I left the water on at the meter near the road, and allowed the indoor faucets to drip throughout the great freeze.  I do have the t-handle handy just in case I need to shut of the valve!

Is it copper or Pex? Pex will definitely take a lot more abuse from the freezing and expansion. 

2 hours ago, Seadog said:

My biggest concerns while our power was out were my freezer full of venison (at least 150 lbs of steaks, ground, and sausage), and my boat engines.

 

My son and I put the meat in 5 large plastic bins and set those outside where the temp was single digits at the time.  After the power was restored and seemed stable, it went back to the freezer.  We cable tied the bins shut to keep the critters out during the two nights outside.

 

When the power was out at the marina for two days (and obviously no bilge heater working), I made the somewhat treacherous (especially in the dark) 12-mile round trip to the marina every 8 to 9 hours to run the engines up to operating temperature, then turn off and come home (thank goodness for four wheel drive - way too cold to sleep in the cabin without power). The blocks and heat exchangers stayed above freezing, and seem to be running great.  Many, many of my marina neighbors will likely have very expensive engine repair bills.

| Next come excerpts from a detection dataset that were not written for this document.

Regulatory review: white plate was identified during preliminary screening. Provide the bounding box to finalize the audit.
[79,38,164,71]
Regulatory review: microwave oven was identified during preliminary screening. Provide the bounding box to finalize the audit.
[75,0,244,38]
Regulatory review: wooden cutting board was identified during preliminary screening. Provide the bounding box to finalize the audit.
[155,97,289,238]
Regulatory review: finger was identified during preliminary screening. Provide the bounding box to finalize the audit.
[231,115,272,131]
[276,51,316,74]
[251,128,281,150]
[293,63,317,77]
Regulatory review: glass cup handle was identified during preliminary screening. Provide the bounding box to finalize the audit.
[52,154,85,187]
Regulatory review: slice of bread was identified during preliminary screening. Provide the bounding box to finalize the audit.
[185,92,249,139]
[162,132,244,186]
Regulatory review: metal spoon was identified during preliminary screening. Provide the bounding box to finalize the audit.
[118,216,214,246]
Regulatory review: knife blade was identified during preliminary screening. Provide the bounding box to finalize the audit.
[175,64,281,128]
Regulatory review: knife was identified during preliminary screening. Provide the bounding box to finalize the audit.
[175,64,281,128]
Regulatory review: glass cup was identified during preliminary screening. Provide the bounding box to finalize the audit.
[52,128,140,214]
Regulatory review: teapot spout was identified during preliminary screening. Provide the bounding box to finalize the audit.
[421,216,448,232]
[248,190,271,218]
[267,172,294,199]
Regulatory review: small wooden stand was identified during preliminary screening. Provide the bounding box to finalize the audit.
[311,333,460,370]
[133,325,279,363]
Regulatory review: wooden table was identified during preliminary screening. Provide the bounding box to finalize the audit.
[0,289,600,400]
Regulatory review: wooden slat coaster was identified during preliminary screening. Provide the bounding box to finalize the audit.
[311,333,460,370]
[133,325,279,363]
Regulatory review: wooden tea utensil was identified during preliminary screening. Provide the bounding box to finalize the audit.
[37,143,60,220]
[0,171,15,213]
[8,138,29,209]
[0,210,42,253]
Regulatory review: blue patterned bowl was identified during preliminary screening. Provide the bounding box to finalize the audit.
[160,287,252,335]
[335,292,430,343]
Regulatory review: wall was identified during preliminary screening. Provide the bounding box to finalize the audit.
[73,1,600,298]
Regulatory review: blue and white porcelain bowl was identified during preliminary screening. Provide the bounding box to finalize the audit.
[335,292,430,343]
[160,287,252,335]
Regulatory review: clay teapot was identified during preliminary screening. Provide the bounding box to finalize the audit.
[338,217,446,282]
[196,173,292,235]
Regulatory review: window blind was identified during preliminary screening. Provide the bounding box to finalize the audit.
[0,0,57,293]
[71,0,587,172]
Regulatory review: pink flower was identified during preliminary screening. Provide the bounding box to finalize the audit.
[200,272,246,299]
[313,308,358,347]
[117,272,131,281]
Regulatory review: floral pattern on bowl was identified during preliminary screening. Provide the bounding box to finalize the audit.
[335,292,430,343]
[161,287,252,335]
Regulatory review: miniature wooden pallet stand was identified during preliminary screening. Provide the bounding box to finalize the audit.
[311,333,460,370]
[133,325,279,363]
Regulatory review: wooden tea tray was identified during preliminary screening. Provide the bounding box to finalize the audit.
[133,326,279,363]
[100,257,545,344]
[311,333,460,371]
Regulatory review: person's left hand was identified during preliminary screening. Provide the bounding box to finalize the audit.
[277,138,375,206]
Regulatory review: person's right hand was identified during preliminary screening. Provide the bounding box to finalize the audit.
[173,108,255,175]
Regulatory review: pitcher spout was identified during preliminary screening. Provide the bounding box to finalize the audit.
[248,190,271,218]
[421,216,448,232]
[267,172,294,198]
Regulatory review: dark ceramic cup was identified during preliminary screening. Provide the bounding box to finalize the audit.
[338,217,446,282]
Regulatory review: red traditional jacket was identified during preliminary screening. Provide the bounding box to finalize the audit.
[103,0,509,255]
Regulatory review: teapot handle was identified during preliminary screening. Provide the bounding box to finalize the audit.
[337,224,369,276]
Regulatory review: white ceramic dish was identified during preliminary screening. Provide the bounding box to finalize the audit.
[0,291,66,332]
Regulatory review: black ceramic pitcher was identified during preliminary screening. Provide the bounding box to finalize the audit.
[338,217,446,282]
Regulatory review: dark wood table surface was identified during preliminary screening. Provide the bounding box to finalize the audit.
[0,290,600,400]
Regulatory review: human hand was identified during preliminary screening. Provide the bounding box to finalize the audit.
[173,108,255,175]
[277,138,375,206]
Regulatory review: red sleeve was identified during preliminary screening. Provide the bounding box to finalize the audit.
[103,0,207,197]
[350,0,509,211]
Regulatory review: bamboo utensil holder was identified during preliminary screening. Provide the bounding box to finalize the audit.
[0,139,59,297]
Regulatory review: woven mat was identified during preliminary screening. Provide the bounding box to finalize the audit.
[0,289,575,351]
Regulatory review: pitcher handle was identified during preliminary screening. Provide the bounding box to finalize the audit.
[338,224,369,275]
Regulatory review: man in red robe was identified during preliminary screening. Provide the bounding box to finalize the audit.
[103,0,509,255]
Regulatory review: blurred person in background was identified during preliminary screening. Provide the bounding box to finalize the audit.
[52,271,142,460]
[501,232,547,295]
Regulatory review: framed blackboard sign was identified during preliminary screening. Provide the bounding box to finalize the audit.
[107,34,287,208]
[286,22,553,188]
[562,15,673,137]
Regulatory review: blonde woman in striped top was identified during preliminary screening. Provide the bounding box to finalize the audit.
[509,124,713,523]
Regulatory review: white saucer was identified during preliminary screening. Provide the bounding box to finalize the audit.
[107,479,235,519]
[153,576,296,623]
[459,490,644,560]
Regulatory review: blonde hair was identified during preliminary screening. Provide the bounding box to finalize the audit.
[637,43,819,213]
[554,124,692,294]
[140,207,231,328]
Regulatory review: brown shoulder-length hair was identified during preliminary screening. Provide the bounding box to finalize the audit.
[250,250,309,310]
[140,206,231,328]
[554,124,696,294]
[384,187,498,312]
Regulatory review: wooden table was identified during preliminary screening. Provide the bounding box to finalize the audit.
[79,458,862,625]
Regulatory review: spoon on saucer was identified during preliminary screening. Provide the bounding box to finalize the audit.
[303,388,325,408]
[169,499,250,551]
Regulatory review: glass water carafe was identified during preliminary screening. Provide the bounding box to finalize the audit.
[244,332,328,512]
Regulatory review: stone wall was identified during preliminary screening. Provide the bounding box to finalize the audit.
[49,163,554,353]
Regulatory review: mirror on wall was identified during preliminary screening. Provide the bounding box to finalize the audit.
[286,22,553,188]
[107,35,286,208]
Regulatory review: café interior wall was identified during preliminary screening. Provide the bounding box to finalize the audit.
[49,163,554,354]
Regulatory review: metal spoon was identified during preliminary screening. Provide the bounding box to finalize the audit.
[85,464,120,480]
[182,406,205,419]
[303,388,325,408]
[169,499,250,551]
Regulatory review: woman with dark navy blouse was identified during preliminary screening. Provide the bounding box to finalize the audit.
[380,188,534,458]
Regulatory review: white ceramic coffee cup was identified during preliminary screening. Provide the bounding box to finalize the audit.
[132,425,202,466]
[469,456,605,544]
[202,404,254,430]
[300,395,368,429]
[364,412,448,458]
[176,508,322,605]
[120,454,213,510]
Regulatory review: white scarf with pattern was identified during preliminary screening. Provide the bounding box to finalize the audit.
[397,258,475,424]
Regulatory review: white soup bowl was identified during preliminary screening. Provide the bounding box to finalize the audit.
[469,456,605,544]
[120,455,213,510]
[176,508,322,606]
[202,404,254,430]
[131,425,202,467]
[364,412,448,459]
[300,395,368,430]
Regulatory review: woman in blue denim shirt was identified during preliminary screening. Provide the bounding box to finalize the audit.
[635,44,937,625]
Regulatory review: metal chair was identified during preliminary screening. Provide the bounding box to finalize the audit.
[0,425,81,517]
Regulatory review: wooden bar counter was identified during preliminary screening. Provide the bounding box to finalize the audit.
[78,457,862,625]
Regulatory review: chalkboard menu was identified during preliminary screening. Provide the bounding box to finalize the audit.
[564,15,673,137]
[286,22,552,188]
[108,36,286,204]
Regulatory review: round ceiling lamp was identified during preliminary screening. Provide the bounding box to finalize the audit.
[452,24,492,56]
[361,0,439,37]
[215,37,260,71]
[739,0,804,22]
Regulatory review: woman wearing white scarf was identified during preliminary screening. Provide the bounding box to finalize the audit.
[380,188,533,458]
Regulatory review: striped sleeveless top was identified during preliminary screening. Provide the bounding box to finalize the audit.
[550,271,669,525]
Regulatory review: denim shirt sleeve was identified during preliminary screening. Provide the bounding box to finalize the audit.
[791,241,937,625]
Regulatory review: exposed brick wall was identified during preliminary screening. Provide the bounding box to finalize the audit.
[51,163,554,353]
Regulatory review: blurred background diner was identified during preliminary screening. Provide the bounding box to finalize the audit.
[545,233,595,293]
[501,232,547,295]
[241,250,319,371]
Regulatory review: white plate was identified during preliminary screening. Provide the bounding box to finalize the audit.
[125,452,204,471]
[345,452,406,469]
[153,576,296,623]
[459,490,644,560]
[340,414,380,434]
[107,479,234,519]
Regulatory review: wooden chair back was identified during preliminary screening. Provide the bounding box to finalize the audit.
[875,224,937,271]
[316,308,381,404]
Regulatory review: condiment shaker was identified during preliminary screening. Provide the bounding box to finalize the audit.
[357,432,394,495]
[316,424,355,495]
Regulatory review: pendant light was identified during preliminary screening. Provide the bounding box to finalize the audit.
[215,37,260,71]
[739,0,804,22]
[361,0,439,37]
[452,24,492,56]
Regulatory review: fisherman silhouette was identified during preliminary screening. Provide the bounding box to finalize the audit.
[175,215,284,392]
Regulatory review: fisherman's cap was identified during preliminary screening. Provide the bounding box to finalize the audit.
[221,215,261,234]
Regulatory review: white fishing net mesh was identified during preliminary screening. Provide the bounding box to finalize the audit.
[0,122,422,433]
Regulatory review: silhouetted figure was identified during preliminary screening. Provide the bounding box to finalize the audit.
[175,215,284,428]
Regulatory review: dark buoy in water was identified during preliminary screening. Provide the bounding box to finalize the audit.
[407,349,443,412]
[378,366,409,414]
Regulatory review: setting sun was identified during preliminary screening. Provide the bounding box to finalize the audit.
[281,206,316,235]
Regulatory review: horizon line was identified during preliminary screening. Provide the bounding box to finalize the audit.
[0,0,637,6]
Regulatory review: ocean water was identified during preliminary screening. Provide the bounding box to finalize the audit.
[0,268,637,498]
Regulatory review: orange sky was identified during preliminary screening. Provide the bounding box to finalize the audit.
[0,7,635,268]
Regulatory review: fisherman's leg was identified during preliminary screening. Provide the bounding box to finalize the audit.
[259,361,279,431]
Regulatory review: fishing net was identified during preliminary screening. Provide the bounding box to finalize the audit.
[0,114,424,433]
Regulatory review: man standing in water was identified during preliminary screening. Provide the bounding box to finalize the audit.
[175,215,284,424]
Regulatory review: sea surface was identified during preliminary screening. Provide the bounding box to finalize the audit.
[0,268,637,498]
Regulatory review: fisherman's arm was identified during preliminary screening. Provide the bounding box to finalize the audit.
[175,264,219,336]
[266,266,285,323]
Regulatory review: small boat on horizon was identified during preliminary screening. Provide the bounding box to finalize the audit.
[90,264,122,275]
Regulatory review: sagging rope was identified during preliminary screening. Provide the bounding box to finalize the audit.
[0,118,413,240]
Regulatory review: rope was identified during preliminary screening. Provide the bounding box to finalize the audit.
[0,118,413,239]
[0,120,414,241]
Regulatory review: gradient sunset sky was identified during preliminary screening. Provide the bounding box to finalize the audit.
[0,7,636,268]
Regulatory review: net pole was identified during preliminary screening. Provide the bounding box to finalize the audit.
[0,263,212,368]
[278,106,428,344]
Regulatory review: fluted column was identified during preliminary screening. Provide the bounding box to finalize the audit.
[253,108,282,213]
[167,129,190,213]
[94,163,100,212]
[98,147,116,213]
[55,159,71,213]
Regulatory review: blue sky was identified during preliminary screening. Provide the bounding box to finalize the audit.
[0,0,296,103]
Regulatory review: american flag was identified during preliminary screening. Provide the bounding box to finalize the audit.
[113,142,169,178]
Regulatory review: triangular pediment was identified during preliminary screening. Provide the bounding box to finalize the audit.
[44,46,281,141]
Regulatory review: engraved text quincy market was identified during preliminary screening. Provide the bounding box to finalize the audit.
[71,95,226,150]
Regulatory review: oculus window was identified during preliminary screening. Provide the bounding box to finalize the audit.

You probably just saved yourself a huge headache with your boat. 

5 minutes ago, JohnJ said:

Also let a spigot drip slowly inside, we've always done that for a hard freeze here. But here that is like below mid-teens for an overnight or longer. Still have the copper pipe for the main line in!

The freezing water lines in Texas froze at the opposite end of what we would think around here. Most of them froze closer to the source. Here they freeze at the crawl space or a cabinet on an exterior wall.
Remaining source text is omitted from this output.